I got to thinking about this after getting together with a dear old friend a few weeks ago. We hadn’t seen each other in several years, and when we sat down for our five-hour lunch, it was like no time had passed. Except for one thing: She was happier than I’ve ever seen her. This woman is thriving.
She will readily admit she doesn’t have it all figured out, but a lot of what she’s doing is working. She runs a major company and has tremendous career and financial success. She’s seeing a man she’s excited about. Her life is full of high-quality relationships and meaning. She was glowing.
The thing is, my friend spent a lot of time on the opposite end of the spectrum, dealing with pain, betrayal health trouble and loss.
She can identify a few factors that helped her get to where she is now, but she told me the first step was processing all that pain — not numbing, denying or overthinking it. Just feeling it; allowing it. She recruited several resources for help and support, and it’s fundamentally been an inside job. Crying, raging, facing the stuff a lot of us are tempted to either blow up or avoid. By genuinely tending to her wounds, they have slowly started to heal.

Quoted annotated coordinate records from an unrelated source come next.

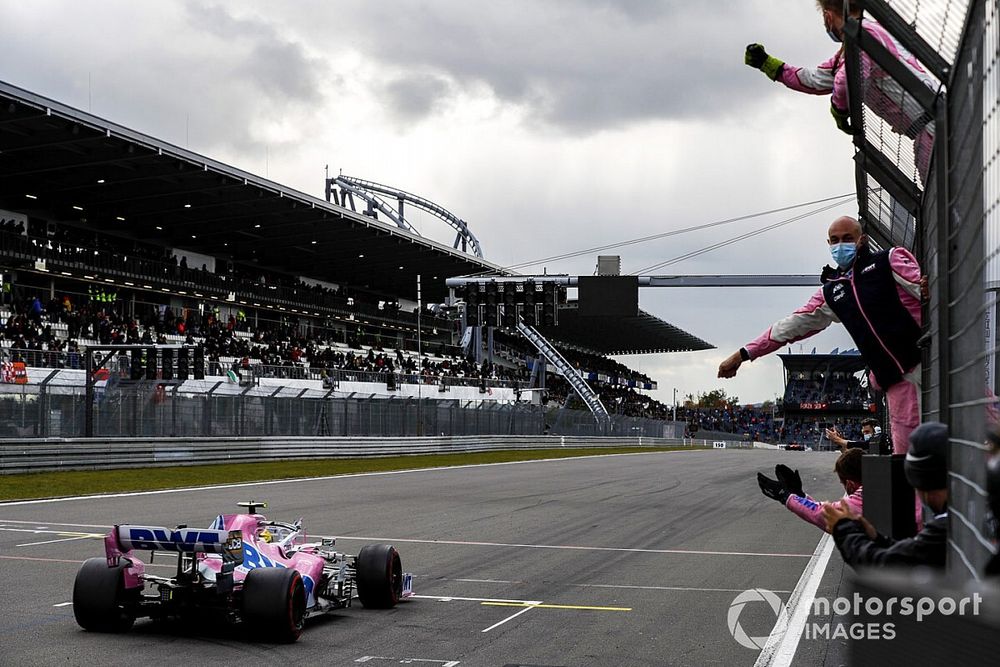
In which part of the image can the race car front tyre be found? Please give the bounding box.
[73,558,139,632]
[356,544,403,609]
[243,567,306,644]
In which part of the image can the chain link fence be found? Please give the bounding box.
[845,0,1000,578]
[0,382,683,438]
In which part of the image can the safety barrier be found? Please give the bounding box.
[0,436,724,474]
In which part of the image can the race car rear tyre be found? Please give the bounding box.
[356,544,403,609]
[73,558,139,632]
[243,567,306,644]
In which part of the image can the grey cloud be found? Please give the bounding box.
[290,0,819,132]
[186,1,324,103]
[382,73,452,123]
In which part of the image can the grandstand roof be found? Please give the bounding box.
[0,81,499,300]
[778,350,866,373]
[538,302,715,355]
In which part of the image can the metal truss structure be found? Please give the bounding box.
[326,174,483,258]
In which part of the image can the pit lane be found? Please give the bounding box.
[0,451,840,666]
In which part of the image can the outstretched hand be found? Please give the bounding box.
[743,44,767,69]
[719,350,743,378]
[823,503,861,533]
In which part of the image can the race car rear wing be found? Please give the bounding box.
[105,525,243,565]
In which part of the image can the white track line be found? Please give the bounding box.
[317,535,812,558]
[754,533,833,667]
[480,607,534,632]
[0,447,696,507]
[448,577,791,593]
[14,535,104,547]
[0,519,111,530]
[410,595,542,604]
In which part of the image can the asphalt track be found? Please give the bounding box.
[0,450,844,667]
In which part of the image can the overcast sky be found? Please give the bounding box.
[0,0,857,403]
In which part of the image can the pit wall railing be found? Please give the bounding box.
[0,435,728,477]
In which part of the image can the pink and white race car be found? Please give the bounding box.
[73,502,413,642]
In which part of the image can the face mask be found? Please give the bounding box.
[830,243,858,269]
[823,12,843,44]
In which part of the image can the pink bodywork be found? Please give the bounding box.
[104,514,325,606]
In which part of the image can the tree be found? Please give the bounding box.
[698,389,740,408]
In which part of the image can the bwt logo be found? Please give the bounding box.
[726,588,788,649]
[128,528,219,551]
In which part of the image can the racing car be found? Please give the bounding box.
[73,501,413,642]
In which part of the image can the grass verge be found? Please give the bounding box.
[0,447,700,501]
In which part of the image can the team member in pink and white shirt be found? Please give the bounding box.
[719,216,921,454]
[743,0,940,183]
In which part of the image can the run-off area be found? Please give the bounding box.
[0,450,842,666]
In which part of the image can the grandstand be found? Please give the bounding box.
[778,350,878,449]
[0,82,709,435]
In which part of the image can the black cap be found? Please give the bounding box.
[903,422,948,491]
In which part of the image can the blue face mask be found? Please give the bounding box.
[830,243,858,269]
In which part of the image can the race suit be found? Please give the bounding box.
[785,486,923,532]
[777,18,939,184]
[785,487,864,531]
[744,247,921,454]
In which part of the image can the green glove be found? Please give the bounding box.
[830,104,857,134]
[743,44,785,81]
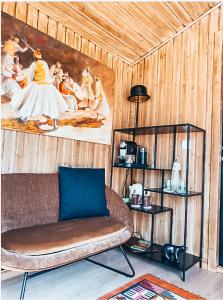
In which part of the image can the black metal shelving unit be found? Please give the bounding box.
[110,123,206,281]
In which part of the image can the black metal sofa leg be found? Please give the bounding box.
[20,272,28,300]
[85,246,135,277]
[20,246,135,300]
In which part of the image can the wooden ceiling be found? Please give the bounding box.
[29,1,218,64]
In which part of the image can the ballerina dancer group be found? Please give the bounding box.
[1,36,110,128]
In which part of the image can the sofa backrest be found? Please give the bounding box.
[1,173,59,232]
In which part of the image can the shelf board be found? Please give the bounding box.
[128,204,172,215]
[114,123,205,135]
[145,188,202,197]
[125,244,200,271]
[112,163,172,171]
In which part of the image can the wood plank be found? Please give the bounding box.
[208,31,222,271]
[74,33,82,51]
[65,28,74,48]
[2,2,16,16]
[15,2,27,23]
[57,23,66,43]
[72,2,151,52]
[149,2,183,31]
[180,2,199,20]
[47,17,57,38]
[27,2,134,63]
[164,2,192,26]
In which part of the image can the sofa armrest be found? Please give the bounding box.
[105,186,134,234]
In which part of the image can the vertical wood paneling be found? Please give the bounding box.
[132,7,222,270]
[2,7,132,188]
[2,2,223,270]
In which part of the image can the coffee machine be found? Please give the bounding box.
[118,140,138,165]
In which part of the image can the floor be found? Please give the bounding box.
[1,249,223,300]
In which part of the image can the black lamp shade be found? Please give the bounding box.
[128,84,150,102]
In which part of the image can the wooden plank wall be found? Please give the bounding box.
[2,2,132,192]
[2,2,223,270]
[131,6,223,270]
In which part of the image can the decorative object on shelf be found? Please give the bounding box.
[143,191,152,209]
[128,84,150,127]
[162,244,187,264]
[138,147,147,165]
[129,183,142,207]
[118,140,137,166]
[171,158,181,192]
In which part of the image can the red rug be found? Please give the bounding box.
[98,274,204,300]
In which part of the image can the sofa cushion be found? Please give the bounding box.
[2,217,126,255]
[59,167,109,221]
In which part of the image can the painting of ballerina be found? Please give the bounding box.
[1,13,115,144]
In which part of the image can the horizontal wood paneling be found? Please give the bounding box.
[2,2,132,192]
[26,1,218,63]
[131,2,223,271]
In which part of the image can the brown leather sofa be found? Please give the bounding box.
[1,174,134,299]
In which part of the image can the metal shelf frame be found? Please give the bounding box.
[110,123,206,281]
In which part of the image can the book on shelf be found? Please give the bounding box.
[130,239,151,252]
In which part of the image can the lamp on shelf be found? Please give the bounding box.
[128,84,150,127]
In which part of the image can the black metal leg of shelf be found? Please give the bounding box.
[154,128,157,169]
[182,271,186,281]
[160,170,164,209]
[85,246,135,277]
[110,131,115,188]
[19,272,28,300]
[170,209,173,244]
[200,132,206,268]
[142,169,145,207]
[173,126,177,163]
[151,214,154,245]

She’s lighter now than I’ve ever seen her. Less burdened. Plenty of things will still make her cry, but she’s no longer chronically paralyzed or trapped by her scars.
Of course, this didn’t happen overnight, and it’s taken a healthy dose of courage, but by choosing to venture into the pleasant stuff rather than resist it, the pain she used to lug around has lost its charge and increasingly faded away. It’s created somewhat of a blank internal slate — fertile ground for practices like visualization meditations and affirmations to forge new patterns and lift her to new potentials.
Again, she’s still a work in progress, and I won’t pretend she’s perfect, but the proof is in the pudding, and her pudding — her life — has gotten sweeter and sweeter.
I left our lunch with so many insights and ideas that it’s hard to know where to begin, but since facing pain was her step one, that’s mine now, too. I’m focused on discerning what I need to address. It’s generally the stuff that tenses my body, as if my inner system is saying “no, no, no” when it comes up. I’m playing with navigating into those uncomfortable waters by seeing if I can relax a little bit. I don’t have to like the feelings that come up (and I certainly feel the urge to distract myself or lash out instead of sitting still with them), but can I soften my mind and body and allow what’s there?
I’m committed to giving others the space to do this. No more circus acts to get my loved ones out of the trenches.
That point is best illustrated by a children’s book my sister sent me, “The Rabbit Listened,” by Cori Doerrfeld.
It’s a sweet story about a main character, Taylor, who suffers a loss. A project that she was proud of completely crashes, and she’s distraught. So, one character after another enters to try to make her feel better. They try all different approaches: tell her to yell, talk, rebuild, just get over it … but nothing helps. She remains immobilized by the blow. Defeated. Stuck.
Then the rabbit comes along. He just sits there, and at first, Taylor doesn’t even notice. Then, feeling his presence, she opens up. The rabbit stays, he doesn’t judge or interject. He sits by, and in the safe space of him simply being there, she screams and cries and starts to process all the feels, until ultimately, she’s cleared out and calm. She’s restored to start dreaming and building again.
When hardships come, we need to feel them. We need to feel the bad and process the difficult emotions that arise. As much as we don’t want that for ourselves or for anyone we love, it’s the only way to genuinely move forward. It’s like Robert Frost’s poem that says “the best way out is always through.”
My friend’s willingness to step into the mud is what helped her escape her pain loops and create a new life. The rabbit not talking Taylor out of her hurt — instead giving her the space and support to deal with it — helped her heal and get to a point to start fresh.
For sure, encouragement is helpful. Guidance and explicit support are incredibly valuable. It’s vital we seek this out and provide it for other people. I’m just suggesting we do it in a context that prioritizes honestly feeling and dealing.
So, think this over. When things come up for yourself or when someone you care about is struggling, is it possible to bring an energy of allowing instead of resisting into the picture? Could we encourage all the feels to fully come through? Not by overthinking or intentionally stirring up pain but just by being really present, honest and brave.
You also might consider checking out that book as a potential holiday gift for a child in your life. And yourself!